When I visited Urban Outfitters earlier this week, it was just as I hoped it would be. It's a 2.5 level store full of items that cater to me all over. Finding the Nudie toothbrush was very much like finding the irreverent needle in the haystack. I looked all over each level eventually making to the clearance section. Oh yes! The clearance section.
Surprisingly, not all of it was a big pile of crap like other stores' "areas of items' last chance."
I found (and purchased) a neo-modern ice blue (but available in other colours) clock for $1.99. Oh what a bargain for me. I also found a game I had as a child and suddenly I was swept back in time 25 years to first grade when I would open up the folding bowling lane, flick the switch elevating all 10 thin plastic bowling pins, wind up the happy clockwork bowling ball with shoes as it would ecstatically hop down the mini lane in hopes of strike leading to breaking 100. It was made by Tomy (of Japan) and that's real good. I'm very happy that they still make the classics.
Still browsing, I picked up a set of highball glasses with cute "Laugh-In" style flowers on them. The price was not on the front of the box, nor the sides. As I tilted the box forward to see if there was a price tag on the underside of the box, I took it for granted that each glass was in the box securely. I was wrong. The glass with the blue Laugh-In flowers fell in slow motion and busted all over the concrete floor. Every head on that level turned up to look at me feeling like the same 7-year old playing with his Tomy clockwork bowling game.

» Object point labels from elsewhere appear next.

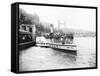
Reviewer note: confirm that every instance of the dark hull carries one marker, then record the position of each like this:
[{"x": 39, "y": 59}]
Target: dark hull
[{"x": 74, "y": 52}]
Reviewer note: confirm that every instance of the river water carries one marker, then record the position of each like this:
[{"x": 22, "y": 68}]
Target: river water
[{"x": 39, "y": 58}]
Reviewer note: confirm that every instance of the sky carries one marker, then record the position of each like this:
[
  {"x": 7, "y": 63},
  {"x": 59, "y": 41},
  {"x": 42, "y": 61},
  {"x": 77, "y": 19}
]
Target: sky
[{"x": 74, "y": 18}]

The first sales associate to approached me wasn't the nicest. It was some bleached-blond girl who I'm sure is in some sort of band that tries to sound like Liz Phair or some shit like that. Her only response to my apology was "ugh." Yeah, I felt warmed. The next associate to assist was a guy and he was nice and as I apologized to him (because it didn't seem to work on that bleachy-haired dead common slag) he immediately told me that it wasn't a problem and they'll take care of it right away. He also asked me if I was okay. I hope for the store's sake that he was part of the management team.
I still felt like a complete oaf after all that was over and Susan Powter was sweeping up my mess (because her skills have only reached to that maximum). Suitably, I made my way over to the shiny aluminum cups (4 for $15, I think) which seemed more appropriate to drift to. After all that chaos, it was only 3 minutes later and I still haven't found the nudie toothbrush. Many would have just paid for the claimed items and left but it was my mission that day (the next day's mission was a rice cooker but it didn't have the same noteworthiness as this mission).
I asked the girl in the Little House on the Prairie skirt (who also had witnessed where I shattered glass with [a heart of stone, Laura Branigan] my expertise of doing so) where the nudie toothbrushes were located. I often find myself in situations where I wish I could turn back the clock 3 minutes so I can rethink my actions and statements. This was one of them. My mind recreated the thoughts of the Urban Outfitters Laura-Ingalls-Half-Pint fashion doll. Oh great, he just created a mess of broken glass suitable for Loni Anderson to walk on for Circus of the Stars and and now he wants a nudie toothbrush. All this and I'm out of clove cigarettes. Fucking Pervert!
Actually, she was nicer than I anticipated. She knew I was embarrassed enough from the previous affair that occurred minutes before. She brought me to the bathroom section and found a girl nudie toothbrush for me. I was so flattered. I was still flattered when I put the girl nudie toothbrush back and found the boy (if I were the ad exec: it would be guy, man or frat boy) toothbrush found the check out counter.
Despite all that, I'd like to go back this weekend. On the website, they have some cute underwear, it's a shame I didn't see it in the store the first time.